The A. L. A. Committee on Ventilation and Lighting takes as the standard 70° as a medium temperature for the circular inquiries it is making. It is usually assumed that a lower standard may be set for stacks, and places where attendants or readers move around rather than sit. Certainly we try to keep our houses and offices and the reading-rooms of our libraries 68° to 70°.
In General. An article in “The Librarian,”[216] specifies five heaters, thus:—
- 1. Open fire grates; cheerful but troublesome.
- 2. Hot-water radiators; popular.
- 3. Steam radiators.
- 4. Gas or electric heaters; only for small rooms.
- 5. Coal stoves; not desirable in libraries.
Thermometers. Perhaps the architect can plan his heating apparatus so cleverly, or your janitor can run the plant so watchfully, that an equable and agreeable temperature can be maintained everywhere. Among your fittings, however, do not fail to plan for plenty of thermometers as indicators to be watched by the staff. Underheating promotes discomfort, coughs, colds; overheating stupefies staff and readers.

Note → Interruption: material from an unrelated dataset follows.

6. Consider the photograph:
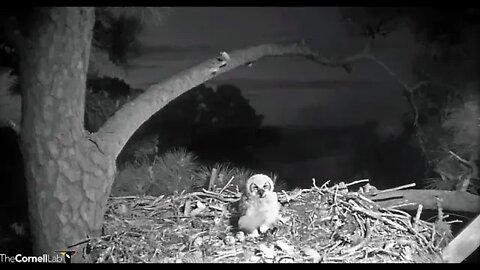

Basic Advice. In 1893 Dr. John S. Billings, now of the New York Public Library, published an interesting and sensible volume on Ventilation and Heating, in which, however, no special mention is made of libraries. I quote some general remarks, which seem pertinent:[217]—
“It is important that those who form and direct opinion on this subject should look to it that the buildings which they plan, and especially those in which numbers of men, women or children are to be brought together, are so constructed and arranged that no one shall poison himself or others by the air which he expires.
“I do not mean by this that every man should aim to be an expert on plans and specifications for ventilation, nor that he should rely on his own judgment as to the best way to secure it, but that he should insist on having it provided for, and should see that skilled advice on the subject is obtained.
“Among the first questions which the architect has to solve for each building which he plans or constructs, in order to secure good ventilation are the following:—
“First—How much money shall be allowed to secure ventilation in this case?
“Second—Which of several methods should be employed to effect this, taking into consideration the character and location of the building, and the amount of funds available?
“It is also the business of the architect to see that the builders do not, in a spasm of economy or retrenchment, make a reduction in some point which will affect the ventilation, rather than cut off some of the merely ornamental and comparatively useless decorative work of the exterior.
“However much the architect may be inclined to let the owners have their own way in planning their own residences; when it comes to public buildings, it is his duty not only to advise but to insist on proper arrangements for heating, ventilation, drainage and plumbing. If it be his misfortune to deal on such matters with ignorant committee-men who with a limited appropriation persist in omitting, for, the sake of cheapness, some of those points in construction which are essential for keeping the building in proper sanitary condition, it is his duty as a skilled professional man to decline to have anything to do with the matter rather than suffer himself to be used as a tool to execute work which he knows will be dangerous to the health and life of his fellow-citizens or of their children.”
These are ringing words to be addressed to an architect. How much more do they apply to the librarian who is the expert adviser not only as to effective methods of work, but also as to the comfort and health of all his staff and for all the public who are to use the building.
A paper by Dr. Billings, on the special subject of Library Heating and Ventilation, after his experience in New York, first in old buildings and now in a new building, should be of very great value.